CBCT in Endodontics: When 3D Imaging Changes the Diagnosis
A standard periapical radiograph compresses a three-dimensional tooth into a flat image. Roots overlap, the surrounding bone is superimposed, and subtle disease can hide behind denser structures. Cone-beam computed tomography (CBCT) removes that limitation by reconstructing the area in three dimensions, and in endodontics, that extra information sometimes changes the diagnosis entirely.
What CBCT adds over conventional radiographs
CBCT produces a volumetric data set that can be examined slice by slice in any plane, without the superimposition that limits 2D films. In endodontic practice this is especially useful for:
- Detecting apical periodontitis earlier. Periapical lesions confined within cancellous bone can be invisible on a periapical radiograph until they erode the cortical plate. Studies consistently show CBCT detects these lesions more often than 2D imaging.
- Finding missed canals. Complex anatomy (a second mesiobuccal canal in an upper molar, extra canals, unusual branching) is a leading cause of treatment failure. CBCT helps locate canals that a flat image cannot resolve.
- Assessing resorption. Internal and external (including invasive cervical) resorption can be precisely localized and measured in three dimensions, which directly informs whether and how a tooth can be saved.
- Evaluating trauma and suspected fractures.
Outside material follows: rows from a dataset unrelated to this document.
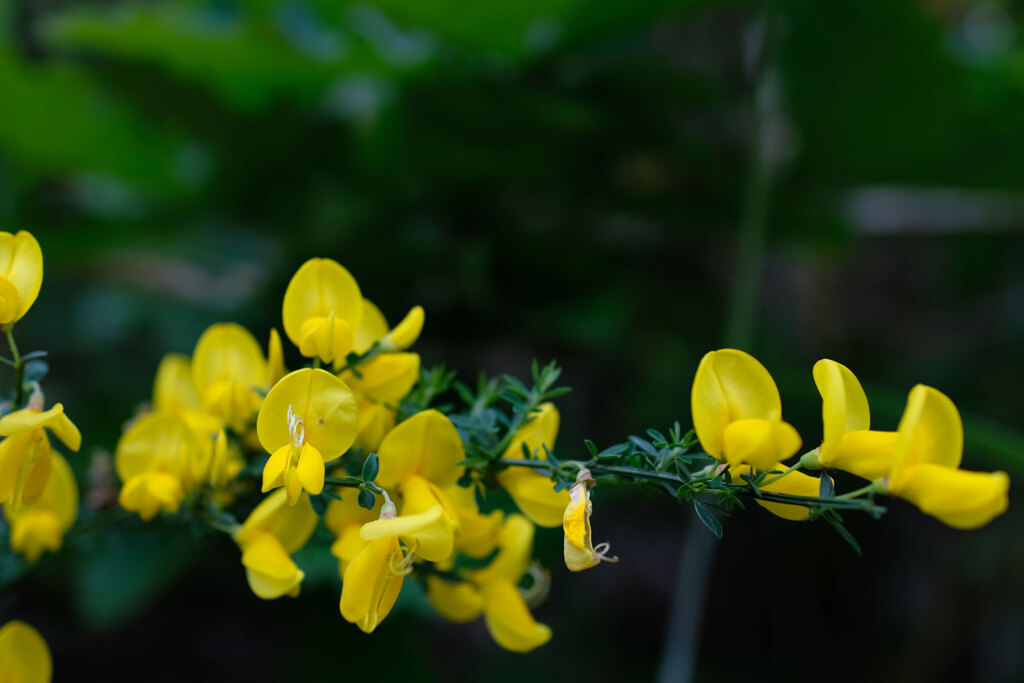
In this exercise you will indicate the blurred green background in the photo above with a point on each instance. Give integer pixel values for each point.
(555, 179)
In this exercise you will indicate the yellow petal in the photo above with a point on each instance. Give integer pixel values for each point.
(321, 287)
(515, 548)
(407, 332)
(730, 385)
(963, 500)
(426, 443)
(22, 265)
(540, 431)
(760, 443)
(844, 406)
(866, 454)
(310, 469)
(173, 388)
(24, 654)
(291, 525)
(324, 402)
(275, 357)
(387, 378)
(227, 351)
(536, 496)
(373, 328)
(456, 601)
(930, 431)
(508, 620)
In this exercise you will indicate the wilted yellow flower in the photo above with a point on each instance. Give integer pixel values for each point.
(323, 309)
(274, 530)
(40, 525)
(578, 545)
(307, 419)
(24, 654)
(26, 456)
(534, 493)
(926, 460)
(20, 274)
(737, 414)
(229, 371)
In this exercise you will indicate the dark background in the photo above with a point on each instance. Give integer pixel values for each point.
(552, 179)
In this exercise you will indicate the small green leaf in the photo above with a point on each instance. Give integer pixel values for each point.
(709, 518)
(367, 499)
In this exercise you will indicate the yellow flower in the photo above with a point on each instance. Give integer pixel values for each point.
(154, 460)
(345, 518)
(534, 493)
(737, 413)
(41, 525)
(26, 456)
(323, 309)
(578, 545)
(849, 442)
(926, 460)
(229, 371)
(794, 483)
(373, 579)
(24, 654)
(492, 591)
(307, 419)
(20, 274)
(274, 530)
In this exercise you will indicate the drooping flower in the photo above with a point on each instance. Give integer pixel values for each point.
(323, 309)
(579, 546)
(20, 274)
(307, 419)
(534, 493)
(40, 525)
(25, 657)
(229, 371)
(492, 592)
(26, 455)
(273, 531)
(737, 414)
(925, 465)
(849, 442)
(154, 460)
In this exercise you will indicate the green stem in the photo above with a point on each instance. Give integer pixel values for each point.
(18, 366)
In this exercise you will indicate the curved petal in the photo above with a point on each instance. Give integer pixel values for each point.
(426, 443)
(456, 601)
(930, 431)
(24, 654)
(963, 500)
(844, 406)
(508, 620)
(387, 378)
(373, 328)
(323, 401)
(321, 287)
(22, 264)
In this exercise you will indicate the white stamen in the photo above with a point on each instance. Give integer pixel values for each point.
(296, 429)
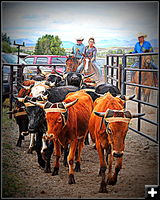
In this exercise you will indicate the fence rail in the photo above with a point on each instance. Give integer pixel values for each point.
(120, 77)
(117, 75)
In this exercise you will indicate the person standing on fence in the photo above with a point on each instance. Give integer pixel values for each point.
(78, 48)
(91, 52)
(143, 46)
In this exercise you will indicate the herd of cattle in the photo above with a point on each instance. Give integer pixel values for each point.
(60, 110)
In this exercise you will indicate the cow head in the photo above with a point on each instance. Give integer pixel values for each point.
(117, 123)
(56, 116)
(36, 115)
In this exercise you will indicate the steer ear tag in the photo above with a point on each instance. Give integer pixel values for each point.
(67, 105)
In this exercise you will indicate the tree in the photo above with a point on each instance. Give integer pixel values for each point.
(6, 38)
(48, 45)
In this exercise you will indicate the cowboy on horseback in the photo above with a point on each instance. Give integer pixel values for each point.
(90, 51)
(143, 47)
(78, 48)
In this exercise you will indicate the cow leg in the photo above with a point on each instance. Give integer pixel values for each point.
(86, 140)
(71, 155)
(38, 150)
(113, 179)
(57, 149)
(65, 151)
(78, 157)
(47, 156)
(103, 168)
(32, 143)
(19, 142)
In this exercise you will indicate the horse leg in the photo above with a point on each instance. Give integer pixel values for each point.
(103, 167)
(57, 148)
(72, 150)
(78, 157)
(113, 179)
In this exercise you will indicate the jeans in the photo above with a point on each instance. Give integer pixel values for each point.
(136, 65)
(96, 67)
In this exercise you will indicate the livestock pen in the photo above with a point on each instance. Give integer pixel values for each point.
(139, 153)
(120, 75)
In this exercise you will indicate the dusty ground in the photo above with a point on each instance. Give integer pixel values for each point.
(23, 178)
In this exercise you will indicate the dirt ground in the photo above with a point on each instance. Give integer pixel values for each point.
(23, 178)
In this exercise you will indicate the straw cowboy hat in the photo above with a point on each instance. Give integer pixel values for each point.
(141, 34)
(80, 38)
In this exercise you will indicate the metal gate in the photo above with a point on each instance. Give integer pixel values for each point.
(117, 72)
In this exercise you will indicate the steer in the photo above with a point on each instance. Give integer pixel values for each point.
(67, 123)
(108, 126)
(37, 122)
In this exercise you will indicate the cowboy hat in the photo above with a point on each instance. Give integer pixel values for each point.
(141, 34)
(80, 38)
Horizontal and oblique root fractures, and the relationship of roots to anatomical structures, are far clearer in 3D.
- Planning surgery. Before apical surgery, CBCT clarifies root anatomy and proximity to the sinus or the inferior alveolar nerve.
The guiding principle: selective, not routine
More information is not automatically better. CBCT delivers a higher radiation dose than a periapical radiograph and can be degraded by artifacts. Streaking from metal posts, crowns, and even gutta-percha can obscure exactly the area of interest.
For this reason, the joint position statement of the American Association of Endodontists and the American Academy of Oral and Maxillofacial Radiology frames CBCT as a problem-solving tool, to be used when its expected benefit outweighs the additional dose, not as a routine replacement for conventional imaging. The decision should be case-specific, guided by the principle of using the smallest field of view and lowest dose necessary (the ALARA / ALADA philosophy, as low as reasonably/diagnostically achievable).
In practice, that means CBCT is often justified for situations such as:
- Persistent symptoms when a 2D radiograph is inconclusive
- Suspected extra canals or complex anatomy
- Diagnosis and management of resorption
- Assessment of dental trauma
- Pre-surgical planning and evaluation of treatment outcomes in difficult cases
And it is generally not indicated as a routine screening tool for every root canal.
Limitations to keep in mind
CBCT is powerful but imperfect. Beyond radiation dose and metal artifacts, a limited field of view may miss findings outside the scanned region, and image interpretation requires training. The clinician is responsible for reviewing the entire captured volume, not just the tooth in question. The technology informs clinical judgment; it does not replace it.
The bottom line
Used selectively, CBCT can be the difference between guessing and knowing, revealing a hidden canal, confirming a fracture, or mapping a resorptive defect before deciding whether a tooth can be preserved. The art lies in choosing the right case: enough imaging to answer the clinical question, and no more. That balance of information and restraint is exactly what evidence-based endodontics aims for.
This article is for general educational purposes and is not a substitute for individualized advice from a qualified dentist or endodontist.